A couple of weeks ago, I posted a simulation tool for thinking about environmental change and population competition and replacement, along with some results that built on recent work on Neanderthals by Timmerman and a few others. The basic conclusion was that a population is more likely to replace a competing population that has a lower dispersal rate when the environment changes infrequently but abruptly, and less likely when the environment changes frequently but subtly.
Beyond the influence of the environmental change regime on replacement, I looked at network radius and found, not surprisingly, that favourable replacement conditions are improved further when the replacing population can maintain more spatially extensive social networks.
In a follow up set of experiments (for details of the model and the methods, see previous post here), I now consider what happens when the replacing population has an advantage in mobilizing carrying capacity, either through technology or some other means. Very briefly, the simulation tracks two populations in a variable environment, each with its own growth rate, diffusion rate, social network extent, and efficiency at mobilizing carrying capacity.
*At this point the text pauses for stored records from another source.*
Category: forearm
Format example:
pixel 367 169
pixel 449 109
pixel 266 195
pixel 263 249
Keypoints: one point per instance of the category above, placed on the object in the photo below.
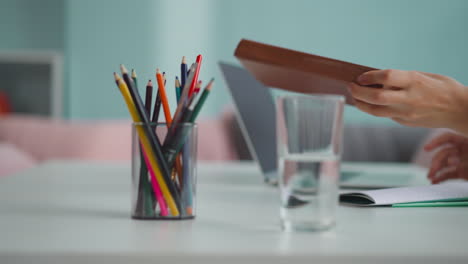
pixel 460 113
Here I focus on what happens, for example, when population A can sustain only half the size of population B on the same resource base? In terms of the simulation that would mean population A (APop) has a carrying capacity multiplier of 2, and population B (BPop) has a multiplier of 1. Not surprisingly, it turns out that an advantage in mobilizing carrying capacity helps one population replace another, but it isn’t as simple as saying that more carrying capacity mobilization is always better.
I used favourable replacement conditions as determined in the first set of experiments. Both populations have the same growth rate (1.02). BPop has a diffusion rate of 0.01, but APop does not diffuse beyond overflow due to population pressure. BPop can maintain a network radius of 4 patches, but APop has a network radius of 1.
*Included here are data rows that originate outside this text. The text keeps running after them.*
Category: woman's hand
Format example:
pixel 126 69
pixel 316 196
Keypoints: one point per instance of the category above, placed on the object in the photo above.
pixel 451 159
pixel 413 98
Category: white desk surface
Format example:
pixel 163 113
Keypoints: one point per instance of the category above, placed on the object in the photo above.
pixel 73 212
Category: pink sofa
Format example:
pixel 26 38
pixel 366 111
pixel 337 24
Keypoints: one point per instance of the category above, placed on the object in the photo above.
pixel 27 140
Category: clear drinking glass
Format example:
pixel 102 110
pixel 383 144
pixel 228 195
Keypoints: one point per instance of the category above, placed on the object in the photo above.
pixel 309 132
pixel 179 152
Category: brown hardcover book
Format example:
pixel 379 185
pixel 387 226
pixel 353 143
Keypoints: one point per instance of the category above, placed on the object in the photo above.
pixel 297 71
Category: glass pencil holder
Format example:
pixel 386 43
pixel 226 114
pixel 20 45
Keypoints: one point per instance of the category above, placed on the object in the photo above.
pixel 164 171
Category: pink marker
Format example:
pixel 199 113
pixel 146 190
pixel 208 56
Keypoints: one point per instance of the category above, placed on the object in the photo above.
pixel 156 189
In the first set of experiments, I found that these conditions tend to lead to replacement mostly when there is infrequent but abrupt environmental change. In this new set of experiments, I find that giving BPop an advantage in mobilizing carrying capacity allows replacement even more easily when environmental change is infrequent and abrupt, but also makes it easier when environmental change is frequent and subtle.
For example, BPop proportion goes from 0.09 to 0.81 when environmental change frequency is 90% and amplitude is 10% (frequent small changes) and BPop is four times as efficient as APop at mobilizing carrying capacity in the environment. In other words, greater efficiency at mobilizing carrying capacity opens up new environmental change regimes to possible replacement scenarios, and increases the dominance of BPop when the combination is either frequent and small change or infrequent abrupt change.
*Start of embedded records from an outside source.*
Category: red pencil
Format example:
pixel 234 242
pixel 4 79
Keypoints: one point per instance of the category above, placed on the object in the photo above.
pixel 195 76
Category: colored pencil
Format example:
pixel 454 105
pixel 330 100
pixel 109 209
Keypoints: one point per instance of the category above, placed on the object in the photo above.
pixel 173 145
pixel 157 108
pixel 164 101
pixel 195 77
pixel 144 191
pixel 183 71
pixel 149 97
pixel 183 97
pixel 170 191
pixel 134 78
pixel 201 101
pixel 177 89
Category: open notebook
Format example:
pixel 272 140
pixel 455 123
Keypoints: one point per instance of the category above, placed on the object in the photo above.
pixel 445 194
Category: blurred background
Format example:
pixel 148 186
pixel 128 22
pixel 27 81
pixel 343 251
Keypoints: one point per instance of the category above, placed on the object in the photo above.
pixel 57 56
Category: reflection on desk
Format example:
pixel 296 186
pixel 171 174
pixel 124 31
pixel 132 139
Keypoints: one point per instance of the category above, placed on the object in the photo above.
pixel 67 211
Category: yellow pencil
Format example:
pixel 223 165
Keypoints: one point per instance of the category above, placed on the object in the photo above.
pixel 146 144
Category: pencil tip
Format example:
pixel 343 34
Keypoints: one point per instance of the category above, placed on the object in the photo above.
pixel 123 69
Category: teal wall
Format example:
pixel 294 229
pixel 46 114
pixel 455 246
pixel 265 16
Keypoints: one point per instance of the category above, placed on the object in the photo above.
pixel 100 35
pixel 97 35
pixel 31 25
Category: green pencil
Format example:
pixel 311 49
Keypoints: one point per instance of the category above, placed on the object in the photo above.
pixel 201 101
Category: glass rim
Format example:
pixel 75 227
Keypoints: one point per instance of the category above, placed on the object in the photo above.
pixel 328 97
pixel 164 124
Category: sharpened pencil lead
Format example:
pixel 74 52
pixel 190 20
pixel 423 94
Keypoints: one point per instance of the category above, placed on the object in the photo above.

On the other hand, and perhaps more interestingly, it closes other environmental change regimes that can generate replacement when BPop does not have an advantage in mobilizing carrying capacity. At intermediate values of change frequency and amplitude, efficiency in mobilizing carrying capacity doesn’t seem to help at all. At 50 frequency and 50 amplitude, BPop proportion at the end of a run goes from 0.94 when there is no advantage, to 0.11 when BPop has a four-fold advantage. Even at when frequency is 30 and amplitude is 50, BPop proportion goes from 0.92 when there is no advantage, to 0.04 when there is a four-fold advantage.
I think the mechanism at work here is that a locally expanding APop rapidly uses up all the carrying capacity in a patch with its small population, but the environment is too unpredictable and violent for the arriving BPop to establish itself and fully express its advantage at mobilizing that carrying capacity. That advantage expresses itself much more easily in more congenial environmental change regimes, which are either step-like with relatively long periods of stability, or very gradually changing.
This is further suggested by the fact that the high frequency, high amplitude quadrant is dominated by BPop proportions near 0.50, regardless of whether BPop has an advantage in mobilizing carrying capacity, suggesting that outcomes are due to chance. With change frequency and amplitude both at 90, BPop proportion at the end of the run varies between 0.48 and 0.52, regardless of the advantage.
Being better at mobilizing available carrying capacity, and so sustaining a larger population on a given resource base is helpful under several environmental change regimes, but doesn’t necessarily help a small arriving population when environmental conditions are very challenging.